Embora o conceito atual de TDAH seja considerado novo no grande esquema das coisas, distúrbios que apresentam sintomas semelhantes a ele foram documentados há mais de dois séculos.
Um dos primeiros exemplos disso foi por Sir Alexander Crichton, um médico que descreveu esses sintomas em sua publicação de 1798,Uma investigação sobre a natureza e a origem da perturbação mental[dois]:
- a incapacidade de atender com um grau necessário de constância a qualquer objeto
- esta faculdade é constantemente retirada de uma impressão para outra
Esses dois sintomas estabelecidos por Crichton se conectam com a definição de TDAH do DSM-IV:
- dificuldade em manter a atenção em tarefas ou atividades lúdicas
- muitas vezes é facilmente distraído por estímulos estranhos
Outro aspecto que o Dr. Crichton aponta é que o distúrbio pode estar presente desde o nascimento e se tornará muito evidente desde o início. Da mesma forma, a American Psychiatric Association afirma que para um diagnóstico ser feito, os sintomas devem ter existido antes dos sete anos de idade [2].

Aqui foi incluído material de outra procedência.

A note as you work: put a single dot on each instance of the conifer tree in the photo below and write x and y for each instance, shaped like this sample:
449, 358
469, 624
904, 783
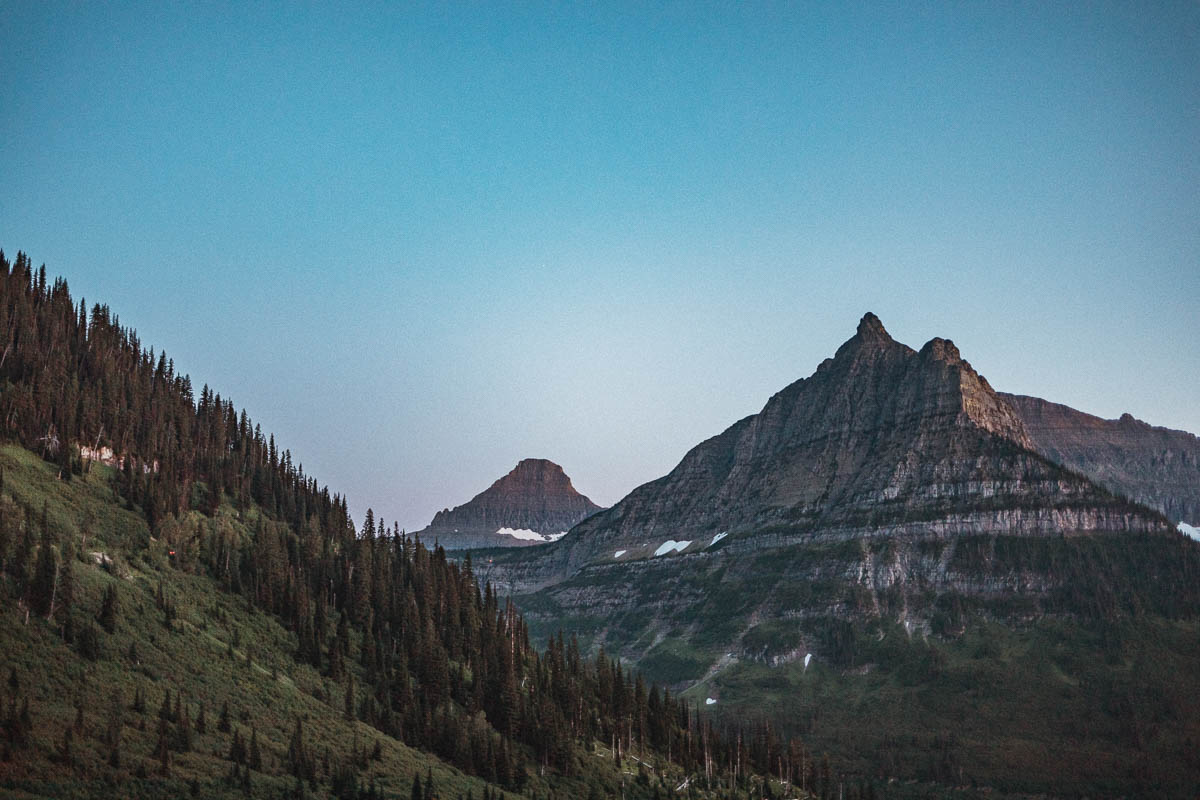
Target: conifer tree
45, 582
107, 617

Apesar de ter muitas semelhanças, o transtorno de atenção de Crichton não corresponde inteiramente ao conceito moderno de TDAH (ele não menciona a hiperatividade), mas seu trabalho forneceu uma base para o que o conheceríamos como, e aprimorou nosso conhecimento do funcionamento do cérebro ao longo dos anos solidificaria o TDAH como uma condição genuína.
O TDAH é uma fase?
De acordo com Crichton, as pessoas com problemas de atenção acabariam perdendo o controle quando atingissem a puberdade. [2] Esta é uma das diferenças mais gritantes entre suas notas e o diagnóstico oficial moderno de TDAH.
A noção de que sempre passa com o tempo persistiu principalmente até a década de 1990, mas ainda contribui para a crença de algumas pessoas de que o TDAH não é real.
O TDAH atualmente afeta de 4 a 12 por cento das crianças em todo o mundo, e estima-se que aproximadamente 50 por cento delas manterão os sintomas até a idade adulta [2] [3]. Isso indica que o TDAH não faz parte do crescimento; em vez disso, pode ser persistente e incapacitante.
Estudos mostram que 4 a 5 por cento dos estudantes universitários têm TDAH e que o diagnóstico de adultos mais velhos também está aumentando. [3]
Só nos Estados Unidos, o TDAH atualmente afeta cerca de 4,4% da população, a partir de 2011. No entanto, se as estatísticas sobre sua prevalência em crianças servirem de indicador, esse valor é provavelmente mais alto.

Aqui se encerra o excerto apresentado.